The Summer 2013 Global Megacity Logistics Study was a 12-week research programme for MIT undergraduates, working with local students, to collect data in Mexico City, Rio de Janeiro, Beijing, Santiago, Sao Paulo, Kuala Lumpur and Madrid.
The result, according to a report in MIT News, is a series of maps showing delivery patterns and opening the way to a new understanding of logistics in these urban areas.
The project reflects the recognition that existing models based on experience in the industrialised world were not applicable.
The project was initiated by Edgar Blanco, research director at MIT’s Centre for Transport and Logistics in the belief that we need to learn more about the logistics in megacities, mostly because they represent the future of urbanisation.

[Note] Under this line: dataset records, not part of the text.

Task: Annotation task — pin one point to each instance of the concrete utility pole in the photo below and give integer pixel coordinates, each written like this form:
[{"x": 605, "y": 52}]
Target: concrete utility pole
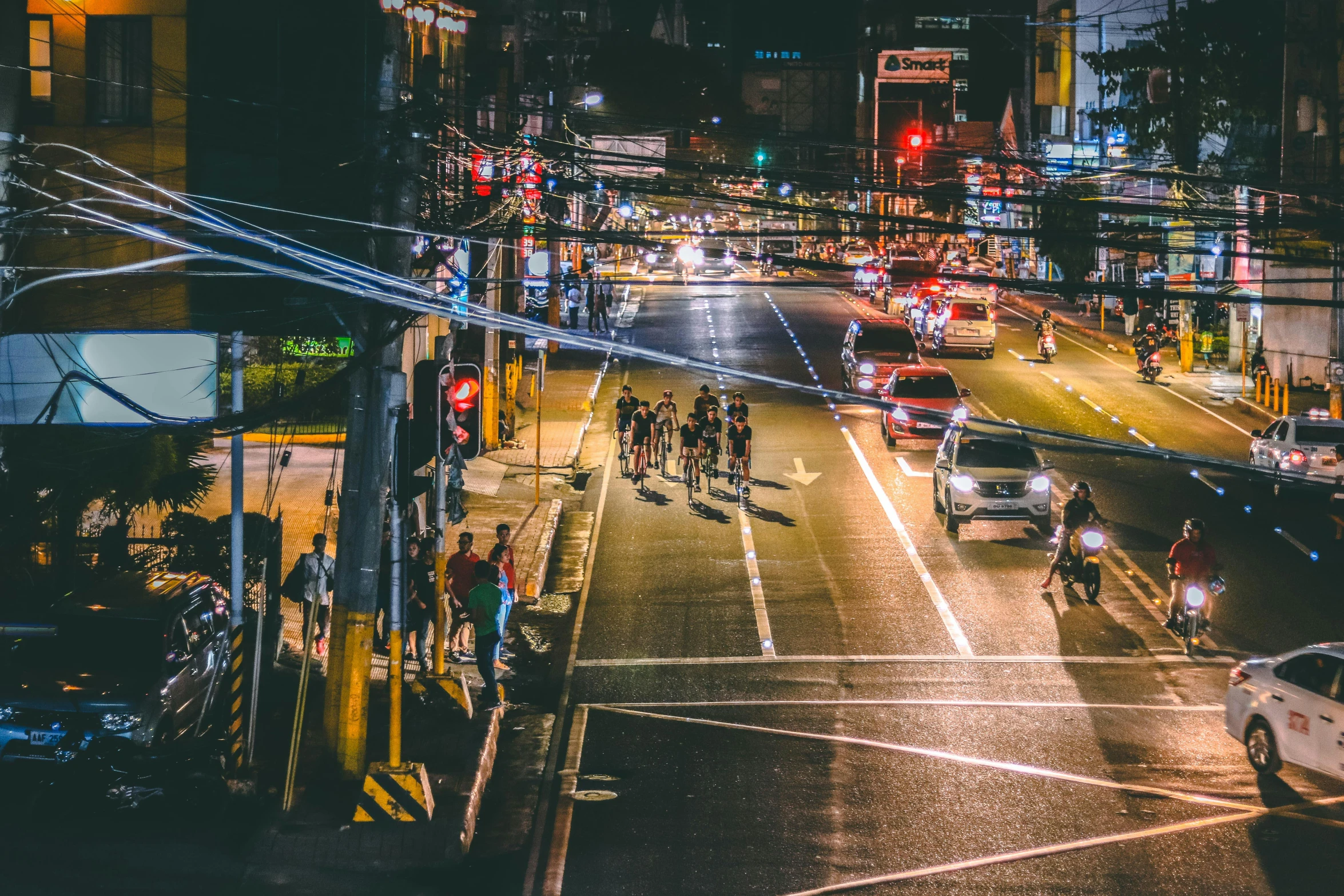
[
  {"x": 14, "y": 81},
  {"x": 369, "y": 451}
]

“We not only have to design better logistics systems in the cities, we need cities that are designed better for logistics,” he told MIT News.
That data is now being made available online, at no cost, in an open-access pool of information. And the plan is to add to the database of information in the future.
Ultimately, this could mean better planning decisions by local authorities as well as more informed logistics decisions by companies working in these cities. And that in turn could start to bring down supply chain costs.